Trends and Cycles in Sovereign Debt Markets 1800-2013: The Role of Risk and Expectations

Prof. Dr. Christoph Trebesch, München (Principal Investigator)

Prof. Carmen M. Reinhart, Cambridge (Mass.)

Sebastian Horn M. Sc, München

 

A widespread conclusion in the sovereign debt literature is that creditors ignore history. This project reassesses this finding based on a new, comprehensive dataset on trends and cycles in public debt markets from 1800-2013. Our aim is to understand whether historical experiences, in particular past financial crises and creditor losses, shape investor expectations and thereby the level and dynamics of interest rates on sovereign debt.

The project will make two main contributions. In part one, we will generate systematic new knowledge on past investor experiences in sovereign debt markets and extend the work by Reinhart and Rogoff (2009) by constructing an archive of sovereign debt restructuring events and related creditor losses (haircuts). Unlike previous research we will not only focus on the occurrence of past default (any missed payments), but instead document and explain the magnitude of defaults and haircuts in history for the first time. In addition, we will compile the first broad-based historical database on sovereign bailouts and crisis lending by foreign governments and international financial institutions since 1800.

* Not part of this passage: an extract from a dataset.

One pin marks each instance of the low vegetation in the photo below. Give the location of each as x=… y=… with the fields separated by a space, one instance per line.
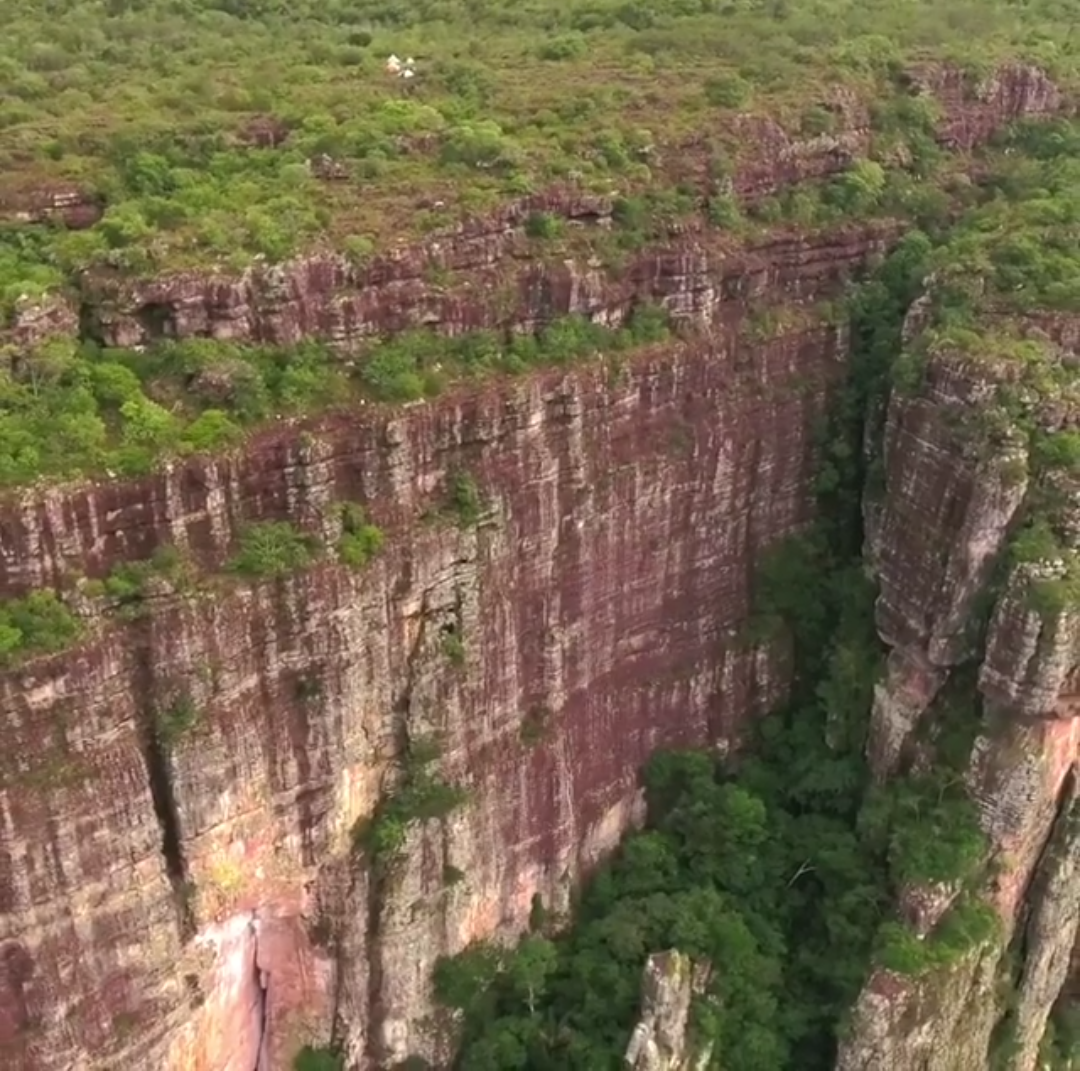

In part two, we will then use these newly constructed datasets to study how past crises and past bailouts shaped the borrowing conditions of governments in international capital markets over the past 200 years. Methodologically, the main advantage of using long-run data is that we can trace the variation in financial institutions and in the type and frequency of crises over time. For example, prior to World War II, there was no international lender of last resort such as the IMF. This allows us to study how investor expectations about sovereign risk changed with and without credible bailout institutions. More generally, a long-run study of sovereign interest rates will provide important policy insights in a time of high debt and an ageing population that saves for retirement.